10/ The Chobani oat milk platform became #3 in the category after less than six months on the shelf and is now neck and neck with @LoveMySilk for #2 in the market, with 15.1% market share.
11/ Plant-based dairy as a category is growing, with $2.4B in revenue (+7.5% YoY). And the oat milk market is downright exploding. In the 52 weeks ended 10/16/21, it was a $376M category (+79.6% YoY). Oat milk rose from 10.7% to 17.6% of the plant-based dairy market in that period.
12/ @chobani didn’t innovate for years in new categories but now it’s going crazy. Founder Hamdi Ulukaya said in the @chobani shareholder letter, “we have significant investments in the past few years to ensure we control our innovation, our production, our distribution, and our marketing.”
13/ @chobani launched dairy coffee creamer in Dec 2019 and now owns 12.8% of a $448M category. In June 2020, Chobani launched Chobani Probiotic and followed that with dairy probiotic yogurts and drinks and Little Chobani Probiotics for kids. In January came ready-to-drink coffee, a $2.3B category growing 18.6% YoY.

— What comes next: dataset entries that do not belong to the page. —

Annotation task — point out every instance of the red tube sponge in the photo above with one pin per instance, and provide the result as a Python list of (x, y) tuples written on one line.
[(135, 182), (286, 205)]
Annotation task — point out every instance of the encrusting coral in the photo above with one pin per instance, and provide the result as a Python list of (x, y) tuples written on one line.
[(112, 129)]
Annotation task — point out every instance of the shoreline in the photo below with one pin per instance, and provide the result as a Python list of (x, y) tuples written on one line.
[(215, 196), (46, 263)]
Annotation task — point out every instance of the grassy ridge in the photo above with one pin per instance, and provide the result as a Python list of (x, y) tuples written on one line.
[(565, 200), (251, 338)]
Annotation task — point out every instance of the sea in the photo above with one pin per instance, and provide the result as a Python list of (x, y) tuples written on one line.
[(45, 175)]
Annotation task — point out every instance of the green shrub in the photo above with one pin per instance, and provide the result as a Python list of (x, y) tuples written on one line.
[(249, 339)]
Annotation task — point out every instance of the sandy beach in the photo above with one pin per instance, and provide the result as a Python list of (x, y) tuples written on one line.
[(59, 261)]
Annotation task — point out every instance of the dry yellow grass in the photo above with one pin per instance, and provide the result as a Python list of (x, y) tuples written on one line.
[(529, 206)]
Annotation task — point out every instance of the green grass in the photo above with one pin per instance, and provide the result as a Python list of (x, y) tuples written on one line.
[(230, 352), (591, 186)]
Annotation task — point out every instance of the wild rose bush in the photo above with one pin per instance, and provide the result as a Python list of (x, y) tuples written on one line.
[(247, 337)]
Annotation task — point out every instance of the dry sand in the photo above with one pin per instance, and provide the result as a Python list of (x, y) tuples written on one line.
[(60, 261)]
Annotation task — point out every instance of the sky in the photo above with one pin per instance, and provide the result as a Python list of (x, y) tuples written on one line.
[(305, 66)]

14/ @chobani innovation has driven improved financial results. Growth in 2020 was 5.2% YoY, up from 3.2% in 2019. And this year has gotten A LOT better. Growth for the 9 months ended Sept 2021 has been 13.8% YoY.
15/ So how do we value this? Assuming growth in Q4 is the same as the prior 9 months, @chobai will do $1.59 billion this year. Assume the core yogurt business grew 2% YoY since 2018 —> it will do $1.37B in 2020, with new categories at ~$220M.
16/ The core @chobani business is likely valued like the rest of big food, which tightly trades at 2.1-3.1x revenue. Use @generalmills as a comp at 2.8x revenue and growing 4% YoY. This values their core business at $3.8B.
17/ The $220M in @chobani new categories is growing CRAZY fast (Chobani oat milk at +68% YoY). Comps are likely @oatly, at 9x TTM revenue, and @beyondmeat, at 11.5x. @oatly new category growth is faster than either of these. At 10x sales, this piece of @chobani is valued at $2.2B.
18/ Sum of the parts here points to a $6B valuation for @chobani, but we all know @chobani is going to trade a lot higher than that. Why? (1) This is a beacon for every other ESG company and will attract capital commensurately; and (2) value will be put on their innovation platform + distribution capabilities.
19/ The world would be better off with more companies like @chobani. I’ll be cheering for @chobani to take more share from big food in every category in which they launch and operate!
Another excellent write up Jason. Perhaps investors looking for solid returns and a hedge against crypto positions...the new world! The corporate culture of Chobani is inspiring and well ahead of popular ESG mandates.